Près d’un tiers de la population a plus de 65 ans. La barre des 60.000 centenaires est franchie depuis 2015. La décroissance démographique du Japon s'appuie sur la hausse de l’espérance de vie et la faible natalité. Alors que l'État encourage la natalité en offrant  une allocation, le taux de fécondité reste faible: 1,4 enfant par femme en 2016. Il faudrait atteindre 2,1 enfant par femme pour espérer un renouvellement de la population.

La population du Japon chutera d'un tiers entre 2010 et 2060: la barre des 100 millions d'habitants serait atteinte en  2048 selon des prévisions ministérielles (2012).

La densité de population est élevée et 92 % des habitants vivent dans des régions urbaines.

Pour contrer ce déclin démographique et le moindre nombre de travailleurs, le Japon pourrait recourir à la main d’œuvre étrangère. Mais la  faiblesse de l’immigration au Japon est connue: ce pays accueille seulement 2 millions d’étrangers. Face à l’onde migratoire en Europe, le Japon s'en est tenu quasi à son principe de l'immigration zéro. Il n'y a au Japon que 2 % de résidents étrangers, clandestins compris ! Les immigrés se fondent naturellement dans la population: plus de 80 % sont des Asiatiques (surtout Chinois, Coréens et Vietnamiens) ou des Sud-Américains de sang japonais. Le conflit avec des religions ou coutumes différentes ne se pose pas. Les Japonais conçoivent  leur pays comme une société fermée pour les seuls japonais.

C‘est connu: les personnes âgées consomment moins. Les entreprises comptent cependant sur une frange très privilégiée des seniors, les "korei shinjinrui" ou "nouveaux vieux", pour redynamiser la consommation nippone. Le pouvoir d'achat  de ceux-ci est important: 47 % du montant total de l'épargne est conservée par les plus de 60 ans. Mais ce pari est loin d'être gagné! Car ces nouveaux seniors ne veulent pas des gadgets mais des produits fonctionnels, utiles, solides et vraiment adaptés à leurs exigences.*

La prise en charge des personnes très âgées en perte d’autonomie n’est pas résolue et va s'aggraver **.

Pour nous, européens, le modèle japonais est une préfiguration de la situation que nous devrions connaître avec nos sociétés vieillissantes. Mais hormis les pistes technologiques d’aide aux seniors, aucune solution sociale, familiale de prise en charge innovante n’y est encore apparue.

 
A l’université de Tokyo, une horloge démographique calcule le déclin du nombre d’enfants avec une date fatidique: le 16 août 3776 serait le jour où il ne restera plus un seul japonais au monde...

 

*« Les vertus chères aux seniors, comme la qualité, la finition, le poids et le prix, se diffusent dans tous les segments de clientèle »
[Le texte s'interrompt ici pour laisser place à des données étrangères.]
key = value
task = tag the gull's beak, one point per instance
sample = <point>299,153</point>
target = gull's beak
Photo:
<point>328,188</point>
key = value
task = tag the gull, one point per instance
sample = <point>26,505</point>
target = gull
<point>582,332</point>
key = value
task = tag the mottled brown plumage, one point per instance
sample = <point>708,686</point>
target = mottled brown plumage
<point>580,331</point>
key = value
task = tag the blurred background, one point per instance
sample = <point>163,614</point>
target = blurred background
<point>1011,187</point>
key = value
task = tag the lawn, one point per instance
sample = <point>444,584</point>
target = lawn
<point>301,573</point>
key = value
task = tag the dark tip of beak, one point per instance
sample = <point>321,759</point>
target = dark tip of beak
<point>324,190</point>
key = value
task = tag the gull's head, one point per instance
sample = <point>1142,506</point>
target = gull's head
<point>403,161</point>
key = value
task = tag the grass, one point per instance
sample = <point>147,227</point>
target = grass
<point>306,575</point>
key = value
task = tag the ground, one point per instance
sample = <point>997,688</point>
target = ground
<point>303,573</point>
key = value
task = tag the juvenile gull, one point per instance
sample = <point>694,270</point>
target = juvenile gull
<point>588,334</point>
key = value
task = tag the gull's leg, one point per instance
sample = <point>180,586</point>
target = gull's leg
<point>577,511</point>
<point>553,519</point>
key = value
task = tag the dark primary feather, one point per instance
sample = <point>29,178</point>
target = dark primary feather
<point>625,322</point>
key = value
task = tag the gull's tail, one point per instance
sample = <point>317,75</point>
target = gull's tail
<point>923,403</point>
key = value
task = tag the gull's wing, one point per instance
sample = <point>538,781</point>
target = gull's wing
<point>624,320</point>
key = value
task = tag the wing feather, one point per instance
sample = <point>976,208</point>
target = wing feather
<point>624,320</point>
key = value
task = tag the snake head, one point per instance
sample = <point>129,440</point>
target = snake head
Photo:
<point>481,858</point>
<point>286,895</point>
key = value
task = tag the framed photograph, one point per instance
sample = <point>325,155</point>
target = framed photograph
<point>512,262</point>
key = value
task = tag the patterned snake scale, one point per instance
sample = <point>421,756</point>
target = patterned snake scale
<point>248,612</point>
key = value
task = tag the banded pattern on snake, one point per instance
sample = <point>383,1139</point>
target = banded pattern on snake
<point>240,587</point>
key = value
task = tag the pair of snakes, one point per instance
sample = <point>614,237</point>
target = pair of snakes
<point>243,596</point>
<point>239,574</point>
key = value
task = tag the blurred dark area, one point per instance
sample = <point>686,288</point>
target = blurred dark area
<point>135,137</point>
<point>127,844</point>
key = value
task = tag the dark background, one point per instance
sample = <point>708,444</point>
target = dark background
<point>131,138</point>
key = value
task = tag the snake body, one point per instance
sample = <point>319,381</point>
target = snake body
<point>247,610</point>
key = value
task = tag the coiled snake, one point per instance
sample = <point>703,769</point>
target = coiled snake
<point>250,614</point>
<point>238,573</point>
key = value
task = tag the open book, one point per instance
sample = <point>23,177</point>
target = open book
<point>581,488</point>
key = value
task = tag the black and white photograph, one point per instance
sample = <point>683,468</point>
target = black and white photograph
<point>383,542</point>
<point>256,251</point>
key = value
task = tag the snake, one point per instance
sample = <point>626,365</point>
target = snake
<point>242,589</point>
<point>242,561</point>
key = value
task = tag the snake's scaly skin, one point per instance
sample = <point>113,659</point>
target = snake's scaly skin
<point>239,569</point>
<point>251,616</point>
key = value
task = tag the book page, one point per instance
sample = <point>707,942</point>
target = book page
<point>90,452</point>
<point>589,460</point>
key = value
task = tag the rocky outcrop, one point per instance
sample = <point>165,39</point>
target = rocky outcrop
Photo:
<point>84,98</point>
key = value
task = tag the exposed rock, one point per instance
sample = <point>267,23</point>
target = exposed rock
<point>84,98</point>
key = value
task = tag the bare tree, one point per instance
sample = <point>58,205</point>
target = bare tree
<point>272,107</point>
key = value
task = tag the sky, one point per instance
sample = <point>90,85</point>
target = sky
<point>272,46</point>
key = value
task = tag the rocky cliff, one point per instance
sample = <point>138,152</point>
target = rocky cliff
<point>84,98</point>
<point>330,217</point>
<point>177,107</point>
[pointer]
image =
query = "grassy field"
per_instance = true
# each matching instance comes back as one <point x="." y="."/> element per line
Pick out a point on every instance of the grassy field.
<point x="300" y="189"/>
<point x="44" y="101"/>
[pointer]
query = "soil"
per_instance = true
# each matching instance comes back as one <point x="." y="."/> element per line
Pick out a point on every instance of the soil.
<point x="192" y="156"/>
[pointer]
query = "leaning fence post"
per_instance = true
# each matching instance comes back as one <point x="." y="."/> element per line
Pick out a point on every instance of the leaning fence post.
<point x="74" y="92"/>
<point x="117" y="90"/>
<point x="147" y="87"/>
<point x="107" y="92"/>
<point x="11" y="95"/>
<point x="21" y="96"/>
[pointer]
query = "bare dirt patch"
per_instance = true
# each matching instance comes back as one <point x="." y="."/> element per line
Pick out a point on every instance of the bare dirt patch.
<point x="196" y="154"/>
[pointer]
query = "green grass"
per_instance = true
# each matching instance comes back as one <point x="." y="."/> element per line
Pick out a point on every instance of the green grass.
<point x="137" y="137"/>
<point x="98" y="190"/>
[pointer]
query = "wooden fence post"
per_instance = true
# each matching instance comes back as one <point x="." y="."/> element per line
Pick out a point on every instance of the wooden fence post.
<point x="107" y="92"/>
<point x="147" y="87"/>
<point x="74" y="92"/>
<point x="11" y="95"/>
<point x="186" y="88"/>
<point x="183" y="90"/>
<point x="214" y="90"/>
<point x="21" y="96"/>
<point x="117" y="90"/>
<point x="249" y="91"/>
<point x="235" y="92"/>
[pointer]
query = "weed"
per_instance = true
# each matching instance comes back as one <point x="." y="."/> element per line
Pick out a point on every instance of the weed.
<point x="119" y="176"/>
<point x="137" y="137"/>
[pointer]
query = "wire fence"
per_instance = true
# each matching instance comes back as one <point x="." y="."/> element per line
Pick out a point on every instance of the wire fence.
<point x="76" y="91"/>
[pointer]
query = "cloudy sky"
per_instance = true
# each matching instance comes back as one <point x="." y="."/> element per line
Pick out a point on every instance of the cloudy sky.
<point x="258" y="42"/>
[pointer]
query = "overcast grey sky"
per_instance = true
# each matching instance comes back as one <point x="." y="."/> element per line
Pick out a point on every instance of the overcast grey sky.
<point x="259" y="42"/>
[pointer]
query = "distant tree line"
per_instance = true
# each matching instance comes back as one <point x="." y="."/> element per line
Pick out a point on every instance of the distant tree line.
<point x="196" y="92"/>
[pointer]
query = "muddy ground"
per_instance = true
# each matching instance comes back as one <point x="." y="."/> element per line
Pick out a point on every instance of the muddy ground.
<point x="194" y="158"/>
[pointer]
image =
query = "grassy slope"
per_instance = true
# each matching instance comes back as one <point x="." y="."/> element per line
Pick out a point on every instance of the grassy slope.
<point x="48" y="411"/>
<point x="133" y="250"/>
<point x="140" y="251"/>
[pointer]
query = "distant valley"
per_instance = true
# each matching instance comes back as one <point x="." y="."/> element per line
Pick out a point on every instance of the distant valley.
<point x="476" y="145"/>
** Le Japon devra faire face à une pénurie de quelque 300 000 infirmières pour personnes âgées

08:56 Publié dans Monde | Lien permanent | Commentaires (0)

17/07/2017

Autonomie, versus dignité? (5)

La génération de l’entre-deux guerres bénéficie actuellement d’un terrain conjoncturel très favorable. Il n’y a pas encore de questionnement commun  de la génération immédiatement suivante, en raison des grosses disparités financières des retraites de leurs parents âgés et d’un reliquat respectueux de l' autorité des aînés. Chaque aidant se positionne donc encore isolément.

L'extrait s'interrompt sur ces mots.